L'Inghilterra ha perso il tocco... L'Italia l'ha tenuto in vita
Per Clarkson, la storia parla da sola. Humber, Riley, Wolseley, Austin, Morris, Triumph e TVR sono tutte scomparse. MG e Rover sono finite in Cina. Per quanto riguarda Jaguar, si sta addirittura mettendo in discussione il suo futuro. L'Italia, invece, ha mantenuto praticamente tutte le sue icone: Lancia, Alfa Romeo, Ferrari, Fiat, Maserati, Lamborghini e De Tomaso. Come si spiega una tale differenza?
Secondo lui, gli inglesi amano la meccanica, i ricambi e la tecnologia. Gli italiani, invece, amano l'auto come essere vivente. Lì l'auto non è solo un oggetto razionale o redditizio: è parte della cultura. Jeremy Clarkson lo riassume con la sua solita brutalità: chiudere la Lancia per motivi finanziari sarebbe, in Italia, come sbarazzarsi del proprio cane perché il cibo costa troppo.
Lancia, una storia impossibile da cancellare
È qui che si inserisce la frase più forte della sua rubrica:
«Probabilmente è vero che Lancia ha prodotto più auto veramente eccezionali di qualsiasi altra azienda».»
Naturalmente, cita le leggende: Stratos, 037, Delta Integrale, Aprilia... Ma anche le principali innovazioni tecniche. Lancia introdusse le sospensioni anteriori indipendenti, il motore V6, il cambio a cinque marce, la struttura monoscocca e persino le prime ricerche aerodinamiche applicate alle automobili.
Per Jeremy Clarkson, non si può rinunciare a un marchio con un tale patrimonio, anche se oggi non vende quasi più nulla.
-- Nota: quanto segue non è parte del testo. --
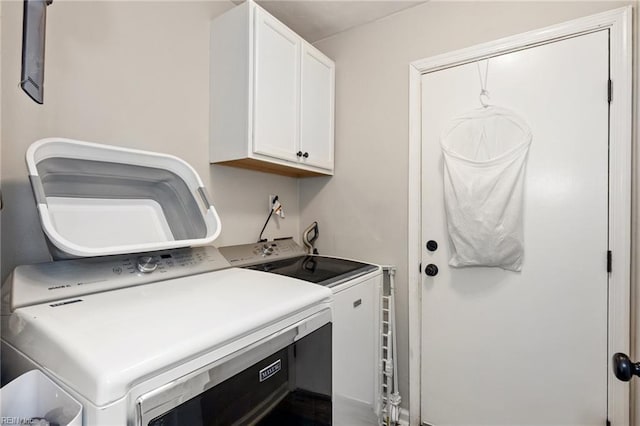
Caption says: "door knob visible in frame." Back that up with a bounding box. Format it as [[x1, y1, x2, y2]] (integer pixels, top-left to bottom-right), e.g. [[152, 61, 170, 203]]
[[424, 263, 438, 277], [612, 352, 640, 382]]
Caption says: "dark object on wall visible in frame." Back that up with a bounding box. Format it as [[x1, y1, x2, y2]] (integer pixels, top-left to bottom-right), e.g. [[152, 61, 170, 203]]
[[20, 0, 53, 104]]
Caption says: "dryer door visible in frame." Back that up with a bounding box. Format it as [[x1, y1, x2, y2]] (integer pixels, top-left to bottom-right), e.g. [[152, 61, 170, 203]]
[[137, 311, 332, 426]]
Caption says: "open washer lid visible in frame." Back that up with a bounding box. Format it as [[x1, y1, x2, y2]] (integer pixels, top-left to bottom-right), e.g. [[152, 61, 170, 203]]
[[2, 268, 332, 406], [26, 138, 221, 258]]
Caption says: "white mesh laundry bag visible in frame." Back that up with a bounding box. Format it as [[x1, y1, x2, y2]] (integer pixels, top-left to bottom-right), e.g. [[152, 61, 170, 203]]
[[441, 106, 532, 271]]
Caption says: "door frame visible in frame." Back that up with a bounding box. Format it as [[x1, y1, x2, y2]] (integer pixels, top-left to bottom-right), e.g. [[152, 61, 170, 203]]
[[407, 6, 633, 426]]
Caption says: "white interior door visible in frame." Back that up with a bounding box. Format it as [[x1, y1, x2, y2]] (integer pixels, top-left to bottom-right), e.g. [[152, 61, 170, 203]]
[[420, 30, 609, 426]]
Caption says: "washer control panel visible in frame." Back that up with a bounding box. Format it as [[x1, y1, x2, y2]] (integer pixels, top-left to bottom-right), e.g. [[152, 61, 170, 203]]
[[2, 246, 231, 311], [220, 238, 307, 267]]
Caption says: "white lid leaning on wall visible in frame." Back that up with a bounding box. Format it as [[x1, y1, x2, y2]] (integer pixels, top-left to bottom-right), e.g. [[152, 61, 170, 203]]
[[26, 138, 221, 257]]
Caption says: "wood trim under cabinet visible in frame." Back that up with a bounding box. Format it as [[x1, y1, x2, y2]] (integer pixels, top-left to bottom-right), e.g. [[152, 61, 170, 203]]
[[218, 158, 332, 177]]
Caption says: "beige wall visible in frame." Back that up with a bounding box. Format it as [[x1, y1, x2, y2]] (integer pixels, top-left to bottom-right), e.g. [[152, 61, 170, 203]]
[[308, 1, 632, 407], [0, 0, 299, 279]]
Lo paragona alla demolizione del Colosseo per allargare una rotatoria: forse logico dal punto di vista economico, ma culturalmente assurdo. Ed è proprio questo che differenzia l'Italia dal Regno Unito: l'auto rimane un patrimonio.
Se Lancia scomparisse, non sarebbe solo la chiusura di un'azienda. Sarebbe la perdita di un pezzo di cultura, paragonabile alla distruzione di un museo italiano. Alla fine, non importa che questi marchi siano talvolta economicamente irrazionali. Per Jeremy Clarkson, la loro sopravvivenza dimostra semplicemente che l'Italia rimane un Paese di automobili... mentre altri sono diventati Paesi industriali. E questo, secondo lui, è proprio il motivo per cui la Lancia esiste ancora oggi.